RBI MPC policy guidance-RBI has maintained status quo on policy repo with withdrawal of accommodation to control inflation in the last MPC meeting.
Current Account Deficit-India’s current account deficit decreased to US$ 1.3 billion (0.2% of GDP) in Q4FY23 from US$ 16.8 billion (2.0% of GDP) in Q3FY23, and US$ 13.4 billion (1.6% of GDP) a year ago.
India’s External Debt-At end-March 2023, India’s external debt stood at US$ 624.7 billion while external debt to GDP ratio declined to 18.9% at end-March 2023 from 20.0% at end-March 2022.
GST collection-India’s GST collection rose by 12% on yearly basis to Rs 1.61 trillion in June 23.
Government bonds, SDL and OIS yield movements
On a weekly basis, the 10-year benchmark 7.26% 2033 yield rose by 5 bps to 7.12%. 7.06% 2028 yield increased by 5 bps to 7.08%. 5.63% 2026 yield rose by 4 bps to 7.05%. Long-term paper, 7.40% 2062 yield rose by 4 bps to 7.36%.
The spread of 10-year bond over 5-year bond stood unchanged at 4 bps as compared to the previous week.

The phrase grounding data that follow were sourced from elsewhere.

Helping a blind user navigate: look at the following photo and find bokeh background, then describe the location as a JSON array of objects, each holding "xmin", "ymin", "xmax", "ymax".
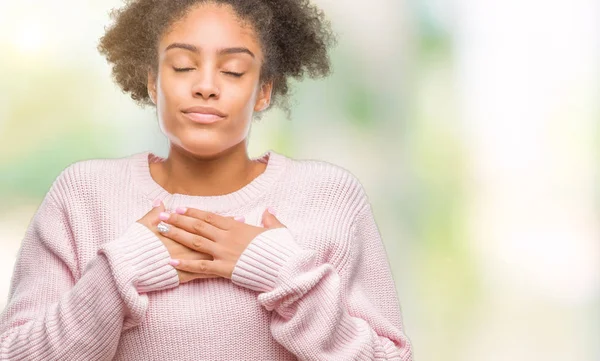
[{"xmin": 1, "ymin": 0, "xmax": 599, "ymax": 360}]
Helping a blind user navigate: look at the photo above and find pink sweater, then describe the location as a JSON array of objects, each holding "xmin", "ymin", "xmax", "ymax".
[{"xmin": 0, "ymin": 149, "xmax": 413, "ymax": 360}]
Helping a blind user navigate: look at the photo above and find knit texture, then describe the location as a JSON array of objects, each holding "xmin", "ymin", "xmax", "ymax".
[{"xmin": 0, "ymin": 149, "xmax": 413, "ymax": 361}]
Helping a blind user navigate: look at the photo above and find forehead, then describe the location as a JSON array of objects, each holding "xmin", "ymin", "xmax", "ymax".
[{"xmin": 159, "ymin": 3, "xmax": 261, "ymax": 57}]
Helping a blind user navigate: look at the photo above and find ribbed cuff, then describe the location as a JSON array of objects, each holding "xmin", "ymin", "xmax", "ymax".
[
  {"xmin": 370, "ymin": 330, "xmax": 408, "ymax": 361},
  {"xmin": 98, "ymin": 222, "xmax": 180, "ymax": 294},
  {"xmin": 231, "ymin": 227, "xmax": 302, "ymax": 293}
]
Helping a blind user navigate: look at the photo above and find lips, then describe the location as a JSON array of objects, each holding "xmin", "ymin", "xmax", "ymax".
[
  {"xmin": 181, "ymin": 106, "xmax": 227, "ymax": 124},
  {"xmin": 182, "ymin": 106, "xmax": 226, "ymax": 117}
]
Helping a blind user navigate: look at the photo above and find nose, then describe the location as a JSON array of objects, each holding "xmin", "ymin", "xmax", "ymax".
[{"xmin": 191, "ymin": 68, "xmax": 220, "ymax": 100}]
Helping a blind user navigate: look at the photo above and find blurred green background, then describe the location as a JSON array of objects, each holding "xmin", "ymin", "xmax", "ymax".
[{"xmin": 0, "ymin": 1, "xmax": 598, "ymax": 360}]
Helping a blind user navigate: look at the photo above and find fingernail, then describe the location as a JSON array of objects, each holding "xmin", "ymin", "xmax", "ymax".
[
  {"xmin": 234, "ymin": 216, "xmax": 245, "ymax": 222},
  {"xmin": 159, "ymin": 212, "xmax": 170, "ymax": 221},
  {"xmin": 152, "ymin": 198, "xmax": 162, "ymax": 207},
  {"xmin": 169, "ymin": 258, "xmax": 180, "ymax": 266},
  {"xmin": 157, "ymin": 222, "xmax": 170, "ymax": 233},
  {"xmin": 267, "ymin": 207, "xmax": 276, "ymax": 215},
  {"xmin": 175, "ymin": 207, "xmax": 187, "ymax": 214}
]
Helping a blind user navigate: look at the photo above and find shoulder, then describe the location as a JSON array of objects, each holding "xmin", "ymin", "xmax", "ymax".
[
  {"xmin": 283, "ymin": 154, "xmax": 370, "ymax": 215},
  {"xmin": 290, "ymin": 156, "xmax": 363, "ymax": 186},
  {"xmin": 47, "ymin": 153, "xmax": 134, "ymax": 206}
]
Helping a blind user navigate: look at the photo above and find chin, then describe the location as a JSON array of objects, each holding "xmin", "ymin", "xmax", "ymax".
[{"xmin": 175, "ymin": 140, "xmax": 234, "ymax": 159}]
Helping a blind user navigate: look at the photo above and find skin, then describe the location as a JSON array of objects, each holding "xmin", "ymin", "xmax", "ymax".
[
  {"xmin": 159, "ymin": 202, "xmax": 285, "ymax": 281},
  {"xmin": 137, "ymin": 200, "xmax": 286, "ymax": 282},
  {"xmin": 147, "ymin": 2, "xmax": 273, "ymax": 197},
  {"xmin": 140, "ymin": 3, "xmax": 287, "ymax": 282}
]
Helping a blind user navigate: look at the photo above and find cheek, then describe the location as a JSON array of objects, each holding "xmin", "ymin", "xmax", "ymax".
[
  {"xmin": 154, "ymin": 77, "xmax": 183, "ymax": 133},
  {"xmin": 155, "ymin": 71, "xmax": 258, "ymax": 121},
  {"xmin": 232, "ymin": 81, "xmax": 260, "ymax": 111},
  {"xmin": 231, "ymin": 90, "xmax": 255, "ymax": 113},
  {"xmin": 158, "ymin": 75, "xmax": 187, "ymax": 104}
]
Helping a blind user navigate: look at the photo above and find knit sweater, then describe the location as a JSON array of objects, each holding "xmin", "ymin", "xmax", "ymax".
[{"xmin": 0, "ymin": 149, "xmax": 413, "ymax": 361}]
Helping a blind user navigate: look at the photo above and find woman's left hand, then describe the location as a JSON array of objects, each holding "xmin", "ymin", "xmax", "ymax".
[{"xmin": 157, "ymin": 207, "xmax": 286, "ymax": 282}]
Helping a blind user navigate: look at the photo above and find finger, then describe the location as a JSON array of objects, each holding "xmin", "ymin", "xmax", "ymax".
[
  {"xmin": 160, "ymin": 212, "xmax": 222, "ymax": 242},
  {"xmin": 157, "ymin": 222, "xmax": 217, "ymax": 255},
  {"xmin": 152, "ymin": 198, "xmax": 165, "ymax": 211},
  {"xmin": 148, "ymin": 199, "xmax": 166, "ymax": 226},
  {"xmin": 178, "ymin": 269, "xmax": 220, "ymax": 284},
  {"xmin": 172, "ymin": 259, "xmax": 229, "ymax": 279},
  {"xmin": 261, "ymin": 207, "xmax": 286, "ymax": 229},
  {"xmin": 175, "ymin": 207, "xmax": 234, "ymax": 230}
]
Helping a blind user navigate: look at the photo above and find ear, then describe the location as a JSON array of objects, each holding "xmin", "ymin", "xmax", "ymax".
[
  {"xmin": 254, "ymin": 80, "xmax": 273, "ymax": 112},
  {"xmin": 147, "ymin": 68, "xmax": 157, "ymax": 105}
]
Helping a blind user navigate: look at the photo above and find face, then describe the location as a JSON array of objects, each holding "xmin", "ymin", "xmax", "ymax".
[{"xmin": 147, "ymin": 3, "xmax": 272, "ymax": 158}]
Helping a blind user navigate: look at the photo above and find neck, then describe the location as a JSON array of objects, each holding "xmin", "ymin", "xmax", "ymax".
[{"xmin": 150, "ymin": 141, "xmax": 265, "ymax": 197}]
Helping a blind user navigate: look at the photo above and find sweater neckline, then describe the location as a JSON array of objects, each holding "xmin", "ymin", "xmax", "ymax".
[{"xmin": 130, "ymin": 149, "xmax": 287, "ymax": 214}]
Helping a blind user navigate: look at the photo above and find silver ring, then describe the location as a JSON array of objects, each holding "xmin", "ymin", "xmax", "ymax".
[{"xmin": 157, "ymin": 222, "xmax": 170, "ymax": 233}]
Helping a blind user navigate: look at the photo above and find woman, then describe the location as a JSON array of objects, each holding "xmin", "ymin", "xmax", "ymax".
[{"xmin": 0, "ymin": 1, "xmax": 413, "ymax": 360}]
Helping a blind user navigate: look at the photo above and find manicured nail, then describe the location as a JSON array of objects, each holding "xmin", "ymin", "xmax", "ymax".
[
  {"xmin": 234, "ymin": 216, "xmax": 245, "ymax": 222},
  {"xmin": 157, "ymin": 222, "xmax": 170, "ymax": 233},
  {"xmin": 159, "ymin": 212, "xmax": 170, "ymax": 221},
  {"xmin": 267, "ymin": 207, "xmax": 276, "ymax": 215},
  {"xmin": 152, "ymin": 198, "xmax": 162, "ymax": 207},
  {"xmin": 175, "ymin": 207, "xmax": 187, "ymax": 214},
  {"xmin": 169, "ymin": 258, "xmax": 180, "ymax": 266}
]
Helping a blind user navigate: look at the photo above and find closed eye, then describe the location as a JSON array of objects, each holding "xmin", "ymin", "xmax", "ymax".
[
  {"xmin": 172, "ymin": 68, "xmax": 243, "ymax": 77},
  {"xmin": 223, "ymin": 71, "xmax": 243, "ymax": 77}
]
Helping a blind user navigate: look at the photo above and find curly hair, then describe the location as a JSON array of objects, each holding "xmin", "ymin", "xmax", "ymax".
[{"xmin": 97, "ymin": 0, "xmax": 337, "ymax": 118}]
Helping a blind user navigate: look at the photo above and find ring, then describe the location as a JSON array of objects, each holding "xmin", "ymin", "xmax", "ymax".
[{"xmin": 157, "ymin": 222, "xmax": 170, "ymax": 233}]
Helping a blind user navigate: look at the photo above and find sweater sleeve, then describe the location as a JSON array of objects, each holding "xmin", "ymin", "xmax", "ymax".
[
  {"xmin": 231, "ymin": 201, "xmax": 414, "ymax": 361},
  {"xmin": 0, "ymin": 189, "xmax": 180, "ymax": 360}
]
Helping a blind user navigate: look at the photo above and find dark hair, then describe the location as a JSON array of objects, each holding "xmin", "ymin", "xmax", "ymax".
[{"xmin": 97, "ymin": 0, "xmax": 337, "ymax": 118}]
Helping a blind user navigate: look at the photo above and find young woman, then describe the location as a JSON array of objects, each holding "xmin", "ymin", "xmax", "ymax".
[{"xmin": 0, "ymin": 1, "xmax": 413, "ymax": 360}]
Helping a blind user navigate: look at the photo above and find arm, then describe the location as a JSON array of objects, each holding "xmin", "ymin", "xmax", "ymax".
[
  {"xmin": 231, "ymin": 201, "xmax": 414, "ymax": 361},
  {"xmin": 0, "ymin": 188, "xmax": 179, "ymax": 360}
]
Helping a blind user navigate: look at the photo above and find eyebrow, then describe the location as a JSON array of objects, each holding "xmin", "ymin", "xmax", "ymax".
[{"xmin": 164, "ymin": 43, "xmax": 255, "ymax": 58}]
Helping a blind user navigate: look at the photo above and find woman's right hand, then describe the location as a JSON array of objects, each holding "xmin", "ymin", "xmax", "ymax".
[{"xmin": 136, "ymin": 199, "xmax": 219, "ymax": 282}]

The 15-year benchmark over 10-year benchmark stood flat at 10 bps from 11 bps while the 30-year benchmark over 10-year benchmark spread decreased to 14 bps from 26 bps on a weekly basis.
10-yr SDL auction cut-off yield stood flat at 7.40% from 7.39% in previous week while spread remained flat at 34 bps from 33 bps.
On a weekly basis, 1-year OIS yield rose by 4 bps to 6.74% while the 5-year OIS yield increased by 3 bps to 6.30%.